Next Steps for TKM-EBOLA

Since TKM-EBOLA, as a treatment for a disease in which controlled human studies are ethically or practically impossible, is being developed under the Animal Rule, this phase I study will not only have to demonstrate adequate safety, but more importantly yield pharmacokinetic and potentially biomarker data that replicates what is seen in the successful treatment of the pre-clinical animal models of the infection. At the same time, it may be worth trying to test the limits of how long treatment can be delayed after symptom onset in the animal models as a common criticism of these studies is that in the real world it may take some time before Ebola victims are identified and treated.
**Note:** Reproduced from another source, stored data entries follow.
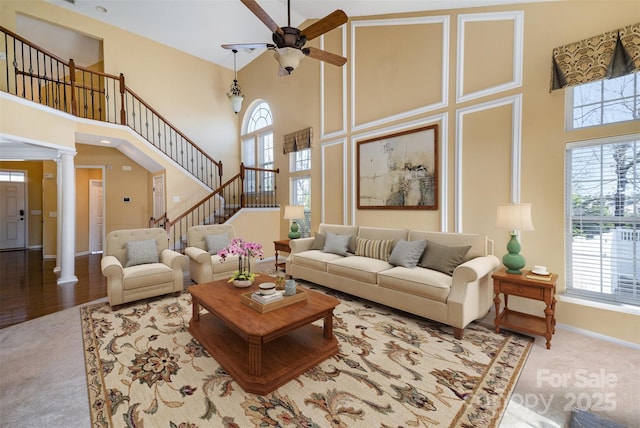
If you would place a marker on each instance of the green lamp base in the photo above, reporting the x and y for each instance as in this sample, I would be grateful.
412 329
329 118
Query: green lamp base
513 261
294 234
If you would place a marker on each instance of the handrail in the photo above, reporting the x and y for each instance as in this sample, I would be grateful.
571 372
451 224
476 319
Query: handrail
97 95
43 77
238 192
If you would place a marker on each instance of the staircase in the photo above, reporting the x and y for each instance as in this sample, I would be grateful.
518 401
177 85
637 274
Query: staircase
39 76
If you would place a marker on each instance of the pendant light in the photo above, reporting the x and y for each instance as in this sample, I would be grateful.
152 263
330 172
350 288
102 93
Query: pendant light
235 95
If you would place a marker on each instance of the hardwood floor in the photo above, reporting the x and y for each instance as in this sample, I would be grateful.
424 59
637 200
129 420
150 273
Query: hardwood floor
28 287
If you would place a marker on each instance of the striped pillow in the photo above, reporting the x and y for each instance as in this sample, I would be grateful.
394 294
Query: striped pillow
375 249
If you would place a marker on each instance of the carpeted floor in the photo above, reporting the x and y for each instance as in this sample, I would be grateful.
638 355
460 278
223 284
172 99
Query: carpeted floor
144 368
43 382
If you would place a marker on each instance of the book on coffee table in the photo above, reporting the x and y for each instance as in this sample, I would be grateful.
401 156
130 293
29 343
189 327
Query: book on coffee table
260 298
247 299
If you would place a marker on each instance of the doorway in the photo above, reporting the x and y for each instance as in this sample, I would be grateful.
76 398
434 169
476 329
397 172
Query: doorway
158 196
96 216
12 210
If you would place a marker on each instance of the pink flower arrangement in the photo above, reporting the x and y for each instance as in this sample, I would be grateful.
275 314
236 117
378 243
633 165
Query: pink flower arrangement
244 250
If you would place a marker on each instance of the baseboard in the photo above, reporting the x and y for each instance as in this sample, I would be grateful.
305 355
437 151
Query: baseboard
599 336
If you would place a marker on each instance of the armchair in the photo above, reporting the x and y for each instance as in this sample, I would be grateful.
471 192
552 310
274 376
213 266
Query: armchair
139 264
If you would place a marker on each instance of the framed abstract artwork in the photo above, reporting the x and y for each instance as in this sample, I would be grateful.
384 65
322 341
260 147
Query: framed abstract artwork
399 171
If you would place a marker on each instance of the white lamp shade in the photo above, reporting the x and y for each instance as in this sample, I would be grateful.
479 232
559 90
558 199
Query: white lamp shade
293 212
514 217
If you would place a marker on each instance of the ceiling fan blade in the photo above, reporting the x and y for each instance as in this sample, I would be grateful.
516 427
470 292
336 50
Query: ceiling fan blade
251 46
263 16
325 56
328 23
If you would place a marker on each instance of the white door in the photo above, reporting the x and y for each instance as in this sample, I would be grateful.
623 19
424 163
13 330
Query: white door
96 216
158 196
12 215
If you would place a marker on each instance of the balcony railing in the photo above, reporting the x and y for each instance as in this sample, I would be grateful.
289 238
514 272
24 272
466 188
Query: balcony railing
32 73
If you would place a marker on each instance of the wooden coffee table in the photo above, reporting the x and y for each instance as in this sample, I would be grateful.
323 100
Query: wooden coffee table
262 351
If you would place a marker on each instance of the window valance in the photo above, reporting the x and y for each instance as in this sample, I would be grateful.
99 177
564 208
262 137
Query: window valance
608 55
298 140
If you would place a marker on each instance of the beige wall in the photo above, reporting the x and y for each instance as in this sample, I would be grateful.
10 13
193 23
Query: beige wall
188 91
117 184
398 89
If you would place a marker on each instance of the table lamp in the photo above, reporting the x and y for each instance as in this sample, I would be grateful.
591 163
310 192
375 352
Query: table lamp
514 217
293 212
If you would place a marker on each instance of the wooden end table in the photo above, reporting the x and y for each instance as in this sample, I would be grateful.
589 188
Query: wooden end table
282 245
262 351
537 289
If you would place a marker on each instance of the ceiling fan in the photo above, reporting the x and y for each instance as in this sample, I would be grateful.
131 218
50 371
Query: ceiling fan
288 42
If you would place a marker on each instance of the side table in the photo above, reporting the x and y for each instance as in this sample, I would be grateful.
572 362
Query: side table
524 286
282 245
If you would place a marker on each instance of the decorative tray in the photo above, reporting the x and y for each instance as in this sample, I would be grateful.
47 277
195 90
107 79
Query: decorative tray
300 296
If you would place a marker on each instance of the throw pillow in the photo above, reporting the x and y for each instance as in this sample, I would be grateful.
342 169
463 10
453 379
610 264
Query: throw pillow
407 253
443 258
216 242
336 244
373 248
318 242
142 252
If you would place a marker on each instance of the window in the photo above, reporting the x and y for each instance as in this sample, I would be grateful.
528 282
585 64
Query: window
605 101
257 149
301 160
300 164
301 195
603 219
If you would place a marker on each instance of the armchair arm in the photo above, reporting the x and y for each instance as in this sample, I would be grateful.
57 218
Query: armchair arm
111 267
301 244
197 254
172 259
471 291
474 269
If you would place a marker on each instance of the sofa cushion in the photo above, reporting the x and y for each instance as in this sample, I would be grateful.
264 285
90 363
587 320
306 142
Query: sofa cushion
318 241
374 248
442 257
363 269
314 259
407 253
216 242
142 252
421 282
336 244
140 276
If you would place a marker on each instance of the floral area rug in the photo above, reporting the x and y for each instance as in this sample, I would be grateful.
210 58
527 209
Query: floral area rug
145 369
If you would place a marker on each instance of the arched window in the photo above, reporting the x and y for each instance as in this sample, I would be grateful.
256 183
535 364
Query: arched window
257 148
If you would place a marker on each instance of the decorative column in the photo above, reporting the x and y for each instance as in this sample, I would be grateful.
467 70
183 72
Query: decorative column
67 219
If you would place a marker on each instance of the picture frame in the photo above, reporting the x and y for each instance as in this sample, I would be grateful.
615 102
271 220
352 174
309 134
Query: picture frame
399 171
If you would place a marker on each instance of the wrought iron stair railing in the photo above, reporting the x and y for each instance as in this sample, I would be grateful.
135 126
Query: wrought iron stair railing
37 75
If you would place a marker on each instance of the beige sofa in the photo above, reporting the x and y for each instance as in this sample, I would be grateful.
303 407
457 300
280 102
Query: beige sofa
205 266
139 264
456 300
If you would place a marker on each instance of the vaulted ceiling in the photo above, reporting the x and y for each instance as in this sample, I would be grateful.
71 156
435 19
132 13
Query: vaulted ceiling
199 27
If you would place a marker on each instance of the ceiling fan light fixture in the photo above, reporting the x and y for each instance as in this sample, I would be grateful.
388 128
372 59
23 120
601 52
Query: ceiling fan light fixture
235 94
288 58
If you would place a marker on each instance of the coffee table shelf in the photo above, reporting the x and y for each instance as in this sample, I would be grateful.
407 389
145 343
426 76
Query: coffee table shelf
262 351
303 349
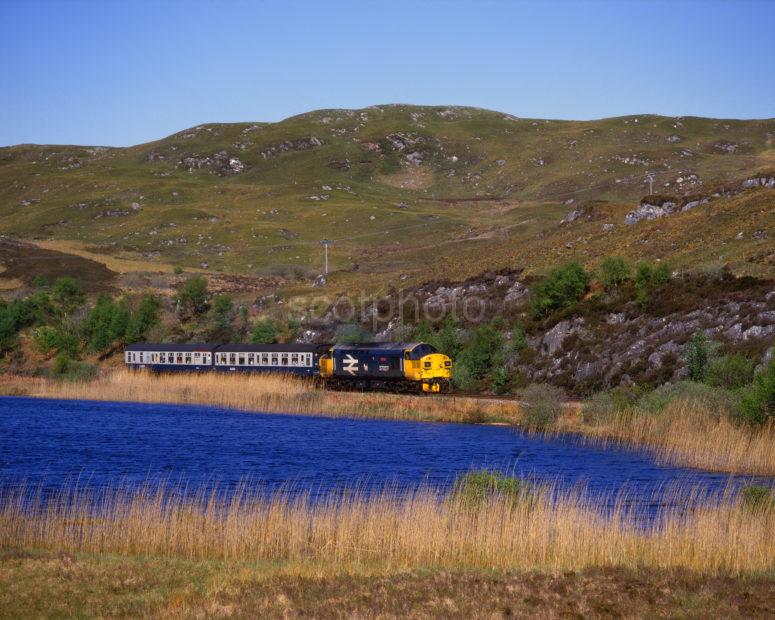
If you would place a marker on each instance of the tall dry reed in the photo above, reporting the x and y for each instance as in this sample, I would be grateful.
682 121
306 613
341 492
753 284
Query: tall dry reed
688 433
424 528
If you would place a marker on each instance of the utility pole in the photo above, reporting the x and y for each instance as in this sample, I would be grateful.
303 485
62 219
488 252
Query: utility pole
325 243
650 178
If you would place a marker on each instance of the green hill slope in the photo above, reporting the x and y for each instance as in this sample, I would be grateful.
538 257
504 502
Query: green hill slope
406 192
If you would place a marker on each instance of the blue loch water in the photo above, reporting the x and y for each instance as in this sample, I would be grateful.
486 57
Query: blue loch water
50 443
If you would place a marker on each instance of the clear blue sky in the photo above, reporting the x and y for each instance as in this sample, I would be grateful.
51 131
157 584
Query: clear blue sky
120 73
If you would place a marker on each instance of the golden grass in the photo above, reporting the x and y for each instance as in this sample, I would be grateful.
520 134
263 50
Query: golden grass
114 263
270 393
391 531
687 433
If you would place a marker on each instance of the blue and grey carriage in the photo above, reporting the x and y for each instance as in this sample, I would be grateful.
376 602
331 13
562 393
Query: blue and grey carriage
299 359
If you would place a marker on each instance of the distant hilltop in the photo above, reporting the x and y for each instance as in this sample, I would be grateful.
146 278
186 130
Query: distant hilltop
243 197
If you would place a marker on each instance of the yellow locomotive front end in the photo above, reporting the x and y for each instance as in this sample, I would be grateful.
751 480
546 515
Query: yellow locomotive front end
428 368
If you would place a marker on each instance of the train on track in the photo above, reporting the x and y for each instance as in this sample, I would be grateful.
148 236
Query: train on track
389 366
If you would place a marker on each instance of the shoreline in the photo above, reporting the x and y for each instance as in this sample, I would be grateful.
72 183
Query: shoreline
683 434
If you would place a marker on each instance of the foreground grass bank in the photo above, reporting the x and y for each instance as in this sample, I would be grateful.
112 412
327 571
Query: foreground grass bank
83 585
686 431
499 529
511 551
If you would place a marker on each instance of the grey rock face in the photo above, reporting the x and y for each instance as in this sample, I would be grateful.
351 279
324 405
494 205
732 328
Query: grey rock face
648 211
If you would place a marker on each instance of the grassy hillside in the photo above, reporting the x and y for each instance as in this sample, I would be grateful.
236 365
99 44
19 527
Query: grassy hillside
407 193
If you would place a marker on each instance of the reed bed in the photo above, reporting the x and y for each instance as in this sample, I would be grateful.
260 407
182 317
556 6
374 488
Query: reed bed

In The Lancet studies, rhesus monkeys received first treatments already 30 minutes after exposure to the virus which may model a needle stick scenario in an Ebola research laboratory, but not exposure of the civilian population e.g. in a subway system. Similarly, achieving similar pre-clinical efficacies with 1mg/kg as with the tested 2mg/kg dose in The Lancet studies may bring it more in line with the clinical SNALP safety experience so far. On the manufacturing front, it would be helpful if Tekmira succeeded in providing SNALP in lyophilized form which would increase its utility in the field.

On the other hand, the fact that the rhesus model seems to closely replicate, if not represent a particularly severe form of the human disease, and the absence of a (experimental) therapy for Ebola that has shown comparable promise, should position TKM-EBOLA well for stockpiling despite any lingering real-world concerns. From an Army point-of-view, as long as it has been shown to be safe and well tolerated in humans, having the most promising treatment as a stand-by for a virus as deadly as Ebola is better than nothing at all, a consideration that may result in stockpiling even before, or in the absence of FDA licensure.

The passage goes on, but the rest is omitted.